Equity's customer care is not very bad; but the capacity they currently have can hardly solve the millions of problems their bank customers face daily. Given that most people are likely to uptake the thin sim cards within the first few weeks of launch, the network capacity that Airtel has allocated them is likely to be congested within the first few days. This congestion and other technical problems the first millions of customers are likely to face given that the thin sim technology is a new concept, will mean an overwhelmed customer care that will lead to millions of dissatisfied customers.

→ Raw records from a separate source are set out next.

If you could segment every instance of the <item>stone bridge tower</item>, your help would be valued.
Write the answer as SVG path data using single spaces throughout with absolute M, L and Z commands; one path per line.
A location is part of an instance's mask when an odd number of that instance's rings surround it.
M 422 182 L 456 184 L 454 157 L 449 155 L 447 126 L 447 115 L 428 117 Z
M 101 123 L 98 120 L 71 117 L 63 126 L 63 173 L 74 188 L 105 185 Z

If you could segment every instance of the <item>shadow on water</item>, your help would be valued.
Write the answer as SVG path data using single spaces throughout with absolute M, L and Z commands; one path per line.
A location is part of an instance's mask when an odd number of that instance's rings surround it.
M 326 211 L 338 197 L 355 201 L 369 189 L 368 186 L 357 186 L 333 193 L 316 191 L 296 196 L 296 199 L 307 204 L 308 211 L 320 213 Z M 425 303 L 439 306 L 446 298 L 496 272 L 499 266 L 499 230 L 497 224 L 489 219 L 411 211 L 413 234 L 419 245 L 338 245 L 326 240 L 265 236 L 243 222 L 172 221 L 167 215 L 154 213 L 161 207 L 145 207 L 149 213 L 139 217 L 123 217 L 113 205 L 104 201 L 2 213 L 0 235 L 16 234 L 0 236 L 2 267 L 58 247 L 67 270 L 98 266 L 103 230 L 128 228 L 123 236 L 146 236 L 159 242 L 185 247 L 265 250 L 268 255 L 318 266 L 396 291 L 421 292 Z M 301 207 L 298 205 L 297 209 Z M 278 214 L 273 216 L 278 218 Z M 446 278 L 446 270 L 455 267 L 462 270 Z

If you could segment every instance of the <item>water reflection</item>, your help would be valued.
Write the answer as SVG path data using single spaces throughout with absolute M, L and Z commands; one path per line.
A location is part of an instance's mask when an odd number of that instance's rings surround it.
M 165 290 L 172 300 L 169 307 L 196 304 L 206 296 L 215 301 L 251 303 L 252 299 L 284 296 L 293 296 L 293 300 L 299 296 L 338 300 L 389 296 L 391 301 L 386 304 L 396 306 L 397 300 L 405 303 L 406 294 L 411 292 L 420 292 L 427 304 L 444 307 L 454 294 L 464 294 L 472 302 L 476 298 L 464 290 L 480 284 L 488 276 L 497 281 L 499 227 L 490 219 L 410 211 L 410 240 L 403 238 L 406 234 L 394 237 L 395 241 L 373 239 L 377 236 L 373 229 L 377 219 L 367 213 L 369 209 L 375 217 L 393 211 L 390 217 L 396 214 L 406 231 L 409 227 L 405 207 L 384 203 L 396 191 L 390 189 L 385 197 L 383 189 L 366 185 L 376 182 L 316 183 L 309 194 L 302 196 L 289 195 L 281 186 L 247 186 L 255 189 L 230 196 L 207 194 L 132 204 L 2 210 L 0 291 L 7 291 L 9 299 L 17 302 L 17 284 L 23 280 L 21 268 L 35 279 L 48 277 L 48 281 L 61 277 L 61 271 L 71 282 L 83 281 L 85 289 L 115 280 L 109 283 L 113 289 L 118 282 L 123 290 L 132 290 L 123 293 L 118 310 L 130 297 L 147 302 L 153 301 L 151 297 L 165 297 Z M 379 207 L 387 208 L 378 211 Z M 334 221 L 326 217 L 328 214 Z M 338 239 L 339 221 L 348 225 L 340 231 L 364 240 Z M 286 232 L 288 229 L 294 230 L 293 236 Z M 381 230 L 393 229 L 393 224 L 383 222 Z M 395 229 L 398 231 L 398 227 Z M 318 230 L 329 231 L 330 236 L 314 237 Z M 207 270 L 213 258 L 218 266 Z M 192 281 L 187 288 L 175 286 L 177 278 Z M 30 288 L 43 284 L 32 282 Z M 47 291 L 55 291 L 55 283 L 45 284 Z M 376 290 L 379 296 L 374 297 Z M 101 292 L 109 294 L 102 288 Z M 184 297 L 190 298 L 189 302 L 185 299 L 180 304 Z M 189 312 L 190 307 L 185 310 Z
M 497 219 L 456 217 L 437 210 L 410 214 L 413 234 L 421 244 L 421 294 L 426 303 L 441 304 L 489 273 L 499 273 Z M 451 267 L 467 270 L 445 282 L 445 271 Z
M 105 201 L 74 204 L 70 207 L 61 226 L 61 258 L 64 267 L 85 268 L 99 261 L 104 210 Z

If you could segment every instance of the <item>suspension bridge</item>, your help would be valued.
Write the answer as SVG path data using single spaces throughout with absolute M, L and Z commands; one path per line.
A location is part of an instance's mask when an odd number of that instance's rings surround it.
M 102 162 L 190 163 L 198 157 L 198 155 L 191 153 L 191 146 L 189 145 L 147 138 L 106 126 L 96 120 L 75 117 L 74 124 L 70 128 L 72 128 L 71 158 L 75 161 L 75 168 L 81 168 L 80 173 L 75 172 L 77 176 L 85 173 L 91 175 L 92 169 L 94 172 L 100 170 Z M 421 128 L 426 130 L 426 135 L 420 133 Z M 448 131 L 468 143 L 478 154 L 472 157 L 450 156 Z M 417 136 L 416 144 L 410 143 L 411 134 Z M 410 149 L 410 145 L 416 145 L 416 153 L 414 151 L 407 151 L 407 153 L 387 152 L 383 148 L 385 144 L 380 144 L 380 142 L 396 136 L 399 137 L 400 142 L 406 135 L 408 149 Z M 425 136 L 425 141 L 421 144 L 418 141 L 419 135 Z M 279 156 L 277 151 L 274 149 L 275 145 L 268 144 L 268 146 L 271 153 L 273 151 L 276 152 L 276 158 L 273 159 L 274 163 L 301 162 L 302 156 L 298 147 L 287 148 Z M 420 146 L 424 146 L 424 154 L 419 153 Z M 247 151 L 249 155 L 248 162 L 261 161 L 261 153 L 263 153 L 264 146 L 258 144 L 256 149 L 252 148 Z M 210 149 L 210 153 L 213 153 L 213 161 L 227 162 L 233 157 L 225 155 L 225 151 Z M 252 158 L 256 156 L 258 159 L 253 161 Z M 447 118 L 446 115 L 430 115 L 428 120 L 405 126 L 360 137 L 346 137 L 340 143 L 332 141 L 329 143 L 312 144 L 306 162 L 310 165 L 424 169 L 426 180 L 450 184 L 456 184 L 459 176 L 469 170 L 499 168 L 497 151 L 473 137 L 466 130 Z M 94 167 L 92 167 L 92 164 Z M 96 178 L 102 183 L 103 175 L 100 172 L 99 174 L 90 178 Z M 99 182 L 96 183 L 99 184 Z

The millions of customers who will take up the thin sims will also not receive frequent calls from their friends on Safaricom mostly because their Safaricom lines will be off and secondly because the Safaricom customers will not want to spend the extra shilling in calling an off-net network. Two such people are my mum and uncle.

Finally, if it is true that Safaricom sabotaged mobile number portability, what makes you think they won't sabotage thin sim technology? We all know they have already tried that using "legal means".

Conclusion

The fact that the thin sim cards will put the original sim cards in off mode, that there will be a likely network congestion in Equitel within the first few days of rolling out the service, that Finserve will likely be caught unprepared to handle the myriads of complains from dissatisfied customers due to network congestion and technical problems of new technology, that most Equitel customers will miss receiving calls from their Safaricom friends, and a distant possibility that Safaricom is likely to sabotage the technology, all point to the possibility that thin sim approach is a dead end for Equity Bank.